This is the way “Mad Men” ends, this is the way “Mad Men” ends: not with a bang, but with a sharp shock of reality.
AMC’s “Mad Men,” now in its seventh and final season, has always been some of the best of the best of TV. It’s a show of attitudes, deceptive platitudes, and uncomfortable truths.
And the show’s seventh season premiere makes those truths seem very bitter indeed.
The episode, titled “Time Zones,” begins with Freddy Rumsen (Joel Murray) pitching an ad directly to camera. “This is the beginning of something,” he says.
It’s a rather on-the-nose opening scene, mostly because AMC has decided to split the show’s final season.
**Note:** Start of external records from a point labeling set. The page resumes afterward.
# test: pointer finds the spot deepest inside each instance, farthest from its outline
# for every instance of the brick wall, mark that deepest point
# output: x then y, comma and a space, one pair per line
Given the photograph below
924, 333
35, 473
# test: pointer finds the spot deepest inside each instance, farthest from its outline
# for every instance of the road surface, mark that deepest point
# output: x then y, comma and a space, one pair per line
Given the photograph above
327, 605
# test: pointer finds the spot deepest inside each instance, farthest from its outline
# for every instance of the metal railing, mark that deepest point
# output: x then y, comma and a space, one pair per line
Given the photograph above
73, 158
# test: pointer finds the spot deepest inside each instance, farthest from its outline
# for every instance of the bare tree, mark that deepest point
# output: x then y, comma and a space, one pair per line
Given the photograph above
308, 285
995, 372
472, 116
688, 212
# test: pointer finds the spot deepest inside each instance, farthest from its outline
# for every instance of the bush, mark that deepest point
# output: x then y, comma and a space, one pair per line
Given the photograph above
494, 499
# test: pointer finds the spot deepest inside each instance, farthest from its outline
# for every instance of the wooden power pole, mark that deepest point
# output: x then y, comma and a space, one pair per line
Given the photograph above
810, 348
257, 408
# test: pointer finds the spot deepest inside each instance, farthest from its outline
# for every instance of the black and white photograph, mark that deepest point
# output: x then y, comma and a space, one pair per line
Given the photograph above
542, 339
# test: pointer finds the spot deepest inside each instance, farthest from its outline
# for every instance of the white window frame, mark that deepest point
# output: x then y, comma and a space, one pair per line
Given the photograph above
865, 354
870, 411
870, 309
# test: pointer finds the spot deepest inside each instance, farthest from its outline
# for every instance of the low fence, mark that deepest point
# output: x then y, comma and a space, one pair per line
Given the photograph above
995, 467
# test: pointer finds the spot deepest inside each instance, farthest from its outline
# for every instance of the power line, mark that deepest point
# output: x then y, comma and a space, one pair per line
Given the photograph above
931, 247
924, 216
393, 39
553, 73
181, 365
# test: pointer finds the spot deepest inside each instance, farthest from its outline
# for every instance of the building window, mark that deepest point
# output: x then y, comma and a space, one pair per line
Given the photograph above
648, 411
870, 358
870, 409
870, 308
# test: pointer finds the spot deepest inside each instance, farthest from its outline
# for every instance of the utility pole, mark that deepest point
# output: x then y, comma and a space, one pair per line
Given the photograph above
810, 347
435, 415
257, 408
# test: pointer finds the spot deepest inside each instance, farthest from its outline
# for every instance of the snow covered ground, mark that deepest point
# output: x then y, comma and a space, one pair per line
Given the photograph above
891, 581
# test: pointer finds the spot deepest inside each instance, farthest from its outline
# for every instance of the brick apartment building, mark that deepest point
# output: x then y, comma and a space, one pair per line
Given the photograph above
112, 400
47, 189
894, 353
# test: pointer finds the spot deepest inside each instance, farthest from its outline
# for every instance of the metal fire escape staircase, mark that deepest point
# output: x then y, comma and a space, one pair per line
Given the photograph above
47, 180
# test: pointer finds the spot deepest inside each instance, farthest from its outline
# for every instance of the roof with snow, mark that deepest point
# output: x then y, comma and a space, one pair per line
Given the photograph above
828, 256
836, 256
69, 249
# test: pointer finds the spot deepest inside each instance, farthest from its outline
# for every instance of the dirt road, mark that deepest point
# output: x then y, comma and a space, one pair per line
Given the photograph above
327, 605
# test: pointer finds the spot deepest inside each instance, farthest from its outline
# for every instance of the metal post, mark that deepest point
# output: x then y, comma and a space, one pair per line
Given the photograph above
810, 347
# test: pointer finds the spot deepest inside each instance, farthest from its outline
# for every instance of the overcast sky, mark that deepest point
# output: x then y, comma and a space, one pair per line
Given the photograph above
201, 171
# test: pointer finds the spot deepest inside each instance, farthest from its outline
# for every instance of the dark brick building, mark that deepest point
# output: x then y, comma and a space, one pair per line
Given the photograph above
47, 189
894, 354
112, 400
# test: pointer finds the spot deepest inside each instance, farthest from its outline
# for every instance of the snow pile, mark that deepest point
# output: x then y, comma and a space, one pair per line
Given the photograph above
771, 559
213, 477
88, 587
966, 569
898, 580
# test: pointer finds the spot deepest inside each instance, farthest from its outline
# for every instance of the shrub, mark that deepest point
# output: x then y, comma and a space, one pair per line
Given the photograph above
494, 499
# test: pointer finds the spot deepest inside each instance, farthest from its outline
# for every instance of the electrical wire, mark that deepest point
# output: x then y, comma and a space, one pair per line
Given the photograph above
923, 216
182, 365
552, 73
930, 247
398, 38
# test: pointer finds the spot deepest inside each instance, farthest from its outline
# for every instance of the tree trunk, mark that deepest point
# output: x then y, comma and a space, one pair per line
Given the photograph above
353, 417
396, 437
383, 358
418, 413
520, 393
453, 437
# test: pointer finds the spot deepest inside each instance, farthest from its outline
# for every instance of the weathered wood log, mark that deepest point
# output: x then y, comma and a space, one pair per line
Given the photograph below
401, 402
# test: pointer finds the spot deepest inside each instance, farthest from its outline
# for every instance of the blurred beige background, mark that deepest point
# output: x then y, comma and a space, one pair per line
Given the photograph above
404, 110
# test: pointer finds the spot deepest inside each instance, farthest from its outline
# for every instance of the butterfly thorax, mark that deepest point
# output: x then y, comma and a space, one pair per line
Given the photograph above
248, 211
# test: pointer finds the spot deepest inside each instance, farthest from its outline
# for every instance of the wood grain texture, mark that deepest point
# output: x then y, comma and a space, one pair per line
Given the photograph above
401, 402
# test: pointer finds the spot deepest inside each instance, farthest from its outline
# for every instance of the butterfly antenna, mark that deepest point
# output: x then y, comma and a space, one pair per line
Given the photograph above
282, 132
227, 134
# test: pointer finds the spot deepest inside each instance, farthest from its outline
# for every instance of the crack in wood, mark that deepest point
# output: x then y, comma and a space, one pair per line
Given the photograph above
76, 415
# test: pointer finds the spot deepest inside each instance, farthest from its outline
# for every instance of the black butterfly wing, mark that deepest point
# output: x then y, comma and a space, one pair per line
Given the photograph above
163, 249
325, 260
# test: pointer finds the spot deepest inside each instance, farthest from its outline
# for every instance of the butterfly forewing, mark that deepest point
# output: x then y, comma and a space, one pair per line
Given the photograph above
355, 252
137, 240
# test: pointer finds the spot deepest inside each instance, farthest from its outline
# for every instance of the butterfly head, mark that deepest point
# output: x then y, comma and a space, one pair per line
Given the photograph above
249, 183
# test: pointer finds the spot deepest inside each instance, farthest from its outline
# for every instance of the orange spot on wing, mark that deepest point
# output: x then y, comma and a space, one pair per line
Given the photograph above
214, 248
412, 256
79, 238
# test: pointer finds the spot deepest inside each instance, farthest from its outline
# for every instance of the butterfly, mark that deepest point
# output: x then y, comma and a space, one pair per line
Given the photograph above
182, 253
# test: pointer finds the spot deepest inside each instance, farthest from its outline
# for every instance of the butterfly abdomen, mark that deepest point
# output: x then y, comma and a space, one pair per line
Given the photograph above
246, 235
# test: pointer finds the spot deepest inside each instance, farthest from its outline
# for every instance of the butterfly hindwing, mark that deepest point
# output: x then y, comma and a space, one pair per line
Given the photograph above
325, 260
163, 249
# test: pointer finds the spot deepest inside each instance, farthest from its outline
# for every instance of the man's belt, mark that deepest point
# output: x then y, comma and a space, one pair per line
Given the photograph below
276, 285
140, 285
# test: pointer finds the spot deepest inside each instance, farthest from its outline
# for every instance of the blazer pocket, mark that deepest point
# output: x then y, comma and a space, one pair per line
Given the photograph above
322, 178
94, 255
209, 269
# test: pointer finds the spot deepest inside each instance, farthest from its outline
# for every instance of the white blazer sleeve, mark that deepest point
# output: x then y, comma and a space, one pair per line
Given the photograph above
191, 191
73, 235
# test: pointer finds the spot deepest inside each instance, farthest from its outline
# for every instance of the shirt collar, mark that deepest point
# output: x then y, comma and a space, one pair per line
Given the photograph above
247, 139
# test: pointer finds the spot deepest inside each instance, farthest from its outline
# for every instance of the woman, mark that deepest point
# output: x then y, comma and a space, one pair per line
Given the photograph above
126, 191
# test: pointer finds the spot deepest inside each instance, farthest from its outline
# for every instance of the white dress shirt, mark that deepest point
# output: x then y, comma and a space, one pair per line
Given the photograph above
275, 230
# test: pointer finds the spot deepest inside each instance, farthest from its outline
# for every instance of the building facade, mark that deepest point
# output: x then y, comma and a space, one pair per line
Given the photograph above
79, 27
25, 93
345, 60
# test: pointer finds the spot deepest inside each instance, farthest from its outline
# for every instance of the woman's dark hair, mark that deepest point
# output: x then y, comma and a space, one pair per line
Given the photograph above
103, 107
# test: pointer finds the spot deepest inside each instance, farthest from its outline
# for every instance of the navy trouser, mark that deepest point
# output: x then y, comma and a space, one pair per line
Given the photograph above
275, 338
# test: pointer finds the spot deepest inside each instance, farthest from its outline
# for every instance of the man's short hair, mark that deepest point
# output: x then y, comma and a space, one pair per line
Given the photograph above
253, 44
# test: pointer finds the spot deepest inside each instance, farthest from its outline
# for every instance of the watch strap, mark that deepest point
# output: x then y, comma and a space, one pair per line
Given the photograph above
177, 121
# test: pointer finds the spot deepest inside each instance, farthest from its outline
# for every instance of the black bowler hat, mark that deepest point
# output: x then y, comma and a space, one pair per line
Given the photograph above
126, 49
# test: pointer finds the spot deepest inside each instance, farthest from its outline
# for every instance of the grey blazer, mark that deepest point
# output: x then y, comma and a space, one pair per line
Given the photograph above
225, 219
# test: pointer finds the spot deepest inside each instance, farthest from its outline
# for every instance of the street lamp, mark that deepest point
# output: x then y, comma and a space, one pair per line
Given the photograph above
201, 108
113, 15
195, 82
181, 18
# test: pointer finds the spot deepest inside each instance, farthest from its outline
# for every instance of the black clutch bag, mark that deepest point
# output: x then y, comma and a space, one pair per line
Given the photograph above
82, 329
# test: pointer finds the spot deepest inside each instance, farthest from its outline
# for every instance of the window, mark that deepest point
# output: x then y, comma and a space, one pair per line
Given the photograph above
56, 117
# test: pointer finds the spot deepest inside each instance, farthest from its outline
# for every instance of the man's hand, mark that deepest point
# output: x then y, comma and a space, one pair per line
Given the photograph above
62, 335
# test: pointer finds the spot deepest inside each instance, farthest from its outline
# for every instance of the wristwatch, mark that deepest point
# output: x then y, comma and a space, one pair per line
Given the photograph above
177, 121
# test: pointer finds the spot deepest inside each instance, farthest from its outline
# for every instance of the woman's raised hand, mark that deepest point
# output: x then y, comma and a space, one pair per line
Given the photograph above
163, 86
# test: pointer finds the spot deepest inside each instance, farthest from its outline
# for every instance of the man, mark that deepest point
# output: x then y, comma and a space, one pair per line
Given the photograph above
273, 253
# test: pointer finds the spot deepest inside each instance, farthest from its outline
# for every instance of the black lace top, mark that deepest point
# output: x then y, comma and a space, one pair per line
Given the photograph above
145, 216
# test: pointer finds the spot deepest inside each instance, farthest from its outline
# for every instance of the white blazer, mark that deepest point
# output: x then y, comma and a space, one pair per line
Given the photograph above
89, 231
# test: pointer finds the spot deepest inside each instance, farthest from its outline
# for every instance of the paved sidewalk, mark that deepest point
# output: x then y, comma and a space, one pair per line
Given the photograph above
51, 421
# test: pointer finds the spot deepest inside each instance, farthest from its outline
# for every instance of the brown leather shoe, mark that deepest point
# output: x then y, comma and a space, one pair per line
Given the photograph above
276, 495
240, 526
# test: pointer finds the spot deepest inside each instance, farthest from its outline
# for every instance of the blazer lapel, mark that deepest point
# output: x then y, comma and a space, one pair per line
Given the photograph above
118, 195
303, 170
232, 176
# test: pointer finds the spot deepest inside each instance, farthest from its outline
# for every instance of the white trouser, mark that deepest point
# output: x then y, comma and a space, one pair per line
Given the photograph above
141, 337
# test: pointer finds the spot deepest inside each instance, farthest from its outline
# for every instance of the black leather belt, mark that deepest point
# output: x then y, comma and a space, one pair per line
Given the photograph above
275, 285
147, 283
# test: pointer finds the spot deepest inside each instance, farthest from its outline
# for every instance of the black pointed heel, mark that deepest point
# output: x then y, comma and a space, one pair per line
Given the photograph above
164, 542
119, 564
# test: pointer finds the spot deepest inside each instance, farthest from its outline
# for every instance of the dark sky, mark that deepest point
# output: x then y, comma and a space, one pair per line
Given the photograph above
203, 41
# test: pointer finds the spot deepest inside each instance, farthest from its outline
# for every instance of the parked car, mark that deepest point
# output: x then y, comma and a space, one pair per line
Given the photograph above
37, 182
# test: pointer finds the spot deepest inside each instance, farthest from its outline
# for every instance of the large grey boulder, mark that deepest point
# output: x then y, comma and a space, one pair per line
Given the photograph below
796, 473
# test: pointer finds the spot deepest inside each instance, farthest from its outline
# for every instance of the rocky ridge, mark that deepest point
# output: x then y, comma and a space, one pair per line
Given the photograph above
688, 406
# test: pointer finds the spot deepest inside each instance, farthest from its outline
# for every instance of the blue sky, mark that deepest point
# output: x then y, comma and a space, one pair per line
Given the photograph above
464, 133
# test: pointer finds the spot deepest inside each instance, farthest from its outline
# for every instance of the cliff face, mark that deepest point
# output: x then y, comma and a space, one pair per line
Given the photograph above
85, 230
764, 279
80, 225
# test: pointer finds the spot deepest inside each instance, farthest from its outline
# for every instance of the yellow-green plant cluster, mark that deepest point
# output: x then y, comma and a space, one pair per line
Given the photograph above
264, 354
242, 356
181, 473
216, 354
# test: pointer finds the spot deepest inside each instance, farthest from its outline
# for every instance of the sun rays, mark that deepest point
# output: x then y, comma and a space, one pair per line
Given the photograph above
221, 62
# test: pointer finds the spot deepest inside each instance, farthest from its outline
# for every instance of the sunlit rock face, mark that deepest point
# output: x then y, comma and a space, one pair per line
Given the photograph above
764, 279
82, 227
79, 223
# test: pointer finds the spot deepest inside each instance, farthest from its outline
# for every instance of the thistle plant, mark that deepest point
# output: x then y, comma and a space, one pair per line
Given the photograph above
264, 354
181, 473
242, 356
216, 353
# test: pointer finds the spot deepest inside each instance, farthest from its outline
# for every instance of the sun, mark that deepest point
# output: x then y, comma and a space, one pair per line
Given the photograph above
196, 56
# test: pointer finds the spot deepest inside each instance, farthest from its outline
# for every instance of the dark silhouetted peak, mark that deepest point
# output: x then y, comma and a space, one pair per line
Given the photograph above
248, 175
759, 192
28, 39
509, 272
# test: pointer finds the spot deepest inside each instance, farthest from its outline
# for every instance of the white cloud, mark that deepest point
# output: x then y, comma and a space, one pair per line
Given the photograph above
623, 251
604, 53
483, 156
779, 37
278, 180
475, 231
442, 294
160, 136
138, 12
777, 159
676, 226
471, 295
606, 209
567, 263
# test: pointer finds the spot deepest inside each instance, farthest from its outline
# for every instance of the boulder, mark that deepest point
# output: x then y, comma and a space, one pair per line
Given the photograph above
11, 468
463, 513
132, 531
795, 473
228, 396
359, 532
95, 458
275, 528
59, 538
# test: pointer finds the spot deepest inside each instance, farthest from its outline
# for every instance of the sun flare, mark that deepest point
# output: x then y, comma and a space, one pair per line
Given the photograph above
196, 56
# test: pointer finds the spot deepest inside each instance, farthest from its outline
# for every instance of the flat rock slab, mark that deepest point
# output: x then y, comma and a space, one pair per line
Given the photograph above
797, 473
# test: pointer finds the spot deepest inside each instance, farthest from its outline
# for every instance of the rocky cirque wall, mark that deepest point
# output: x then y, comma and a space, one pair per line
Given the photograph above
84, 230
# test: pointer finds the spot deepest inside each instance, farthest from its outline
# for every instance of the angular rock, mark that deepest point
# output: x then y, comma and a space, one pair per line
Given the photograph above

The network employed a similar strategy with their other prized pony, “Breaking Bad.” The first seven episodes (called “The Beginning”) are airing now, and the second half (called “The End of an Era”) will air in 2015.
“Time Zones” is a dense episode, packing in visits with the members of Sterling, Cooper and Partners, who are now spread over both coasts rather than just in NYC. One theme is apparent though: the world is changing around these characters, and they have to learn to adapt.
Roger Sterling (John Slattery) has descended into a new level of hedonism — one that requires him to cover his crotch with his rotary phone.
Joan Harris (Christina Hendricks) finds herself in a situation where her smarts and sex appeal aren’t enough, no matter how cool she plays it.
And Peggy Olson (Elisabeth Moss), despite her meteoric rise and hip knit cap, is still dealing with sexist crap at work and literal crap at her apartment.
But what of Don Draper (Jon Hamm)?
We don’t even see him until 8 minutes into the premiere. We’re greeted with a highly visual, stylized reintroduction to the man, the myth, the legend, all set to “I’m a Man” by the Spencer Davis Group.
It’s a vision of how Don probably sees himself. And it looks great, especially when he’s greeted by his leggy wife Megan (Jessica Paré).
But we know better. Don didn’t get put on paid leave last season for no reason. He’s a mess, and might not know who he really is. When he cuddles with a stranger instead of sleeping with her, it’s perplexing for him and for us.
Perhaps the only character who’s doing great is Pete Campbell (Vincent Kartheiser). He’s helping run SC&P’s new branch in L.A., and he looks happy — and remarkably like the “long, tan and handsome” fish from “Spongebob Squarepants.”
“Do you have time to improve your life?” Freddy Rumsen asks during his pitch.
It’s an apt question, and one the characters of “Mad Men” will surely ask themselves over the course of the season.
It’ll be rough going, though: “Time Zones” ends with both Don and Peggy literally crumpled and crying.
Time is running out on “Mad Men,” but only time will tell the show’s true destination.